Flores also was frustrated that the city efforts didn’t recognize actions by members of the tenant group that upped public pressure to house people in the vacant homes.
In March 2020, just as government stay-at-home orders to combat the COVID-19 pandemic were beginning, a group of homeless and housing insecure Angelenos broke into some of the homes with the intent of staying. Facing demands to open up the properties, the state leased 26 previously vacant units to the city as temporary residences, and about a dozen families that entered homes last spring remain there now, city officials said.
A second organized attempt to take over more the day before Thanksgiving 2020 erupted in chaos as activists clashed with California Highway Patrol officers who in some cases violently removed those who had broken into another 19 homes.
The drama over the 21 months was only the latest chapter in decades of tussles over what the freeway plans wrought.
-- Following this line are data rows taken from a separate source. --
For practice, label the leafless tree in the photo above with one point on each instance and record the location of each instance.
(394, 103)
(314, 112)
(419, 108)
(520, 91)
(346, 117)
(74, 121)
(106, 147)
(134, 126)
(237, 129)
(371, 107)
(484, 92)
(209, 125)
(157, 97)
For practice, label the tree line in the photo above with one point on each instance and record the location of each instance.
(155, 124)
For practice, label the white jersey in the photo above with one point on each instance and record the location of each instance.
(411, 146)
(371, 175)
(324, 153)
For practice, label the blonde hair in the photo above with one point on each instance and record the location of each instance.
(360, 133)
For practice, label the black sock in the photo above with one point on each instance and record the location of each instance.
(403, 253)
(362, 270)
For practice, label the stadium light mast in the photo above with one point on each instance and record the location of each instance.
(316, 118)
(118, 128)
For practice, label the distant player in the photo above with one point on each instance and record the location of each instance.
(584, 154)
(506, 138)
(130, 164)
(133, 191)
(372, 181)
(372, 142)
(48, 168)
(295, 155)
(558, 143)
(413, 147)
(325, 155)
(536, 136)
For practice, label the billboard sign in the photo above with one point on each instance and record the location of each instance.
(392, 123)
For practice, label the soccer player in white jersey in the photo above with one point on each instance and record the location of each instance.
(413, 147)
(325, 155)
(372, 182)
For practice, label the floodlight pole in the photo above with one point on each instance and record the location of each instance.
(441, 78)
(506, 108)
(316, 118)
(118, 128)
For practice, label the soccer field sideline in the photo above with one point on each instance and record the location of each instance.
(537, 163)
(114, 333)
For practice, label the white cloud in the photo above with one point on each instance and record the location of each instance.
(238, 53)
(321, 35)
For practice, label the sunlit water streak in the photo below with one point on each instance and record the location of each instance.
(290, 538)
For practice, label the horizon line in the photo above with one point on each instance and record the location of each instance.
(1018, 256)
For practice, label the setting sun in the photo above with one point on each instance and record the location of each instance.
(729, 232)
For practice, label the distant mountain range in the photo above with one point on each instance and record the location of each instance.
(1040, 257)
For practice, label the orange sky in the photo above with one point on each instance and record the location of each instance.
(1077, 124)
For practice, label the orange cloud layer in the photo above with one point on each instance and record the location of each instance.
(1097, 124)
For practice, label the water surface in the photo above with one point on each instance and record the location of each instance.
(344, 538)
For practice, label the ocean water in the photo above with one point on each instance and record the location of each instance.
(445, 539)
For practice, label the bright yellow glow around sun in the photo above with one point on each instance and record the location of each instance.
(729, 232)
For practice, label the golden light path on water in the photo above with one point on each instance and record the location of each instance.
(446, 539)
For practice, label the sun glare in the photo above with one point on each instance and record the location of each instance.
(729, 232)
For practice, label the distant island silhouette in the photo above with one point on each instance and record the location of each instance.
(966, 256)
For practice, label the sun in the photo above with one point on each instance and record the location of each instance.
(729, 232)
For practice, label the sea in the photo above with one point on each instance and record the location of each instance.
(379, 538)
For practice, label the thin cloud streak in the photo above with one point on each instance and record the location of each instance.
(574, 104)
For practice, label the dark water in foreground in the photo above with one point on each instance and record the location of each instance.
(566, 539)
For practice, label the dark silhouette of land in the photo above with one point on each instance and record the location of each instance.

The cities of Alhambra and South Pasadena waged a vitriolic political battle over whether the freeway extension should happen at all. Those in Alhambra argued that they were left to deal with the disruption and vehicle exhaust from freeway traffic that ended in their city because of wealthier South Pasadena’s opposition to the 710 cutting through their city.
A Caltrans official once described the intercity squabbling as “like the Hatfield and McCoys.”
At one point, building the longest continuous highway tunnel in the U.S. by digging underground was floated as a possible solution to the gap in the freeway. Ultimately, federal officials rescinded their approval for the project and local leaders redirected hundreds of millions of dollars earmarked for its construction to other efforts.
The project’s death in 2018 coincided with the state’s growing affordable housing problems, so attention quickly shifted to the fate of the Caltrans-owned properties. The effort to sell them off also has been marred by political dysfunction and bureaucratic red tape. Last year, a state bill to reduce regulations surrounding the sale of the homes failed because lawmakers didn’t bring it up for a vote before the deadline for passage expired.
On Friday, De León said it was time to get past all those problems.
“We can turn a dark period into a wonderful period for all of the residents of El Sereno,” the councilman said.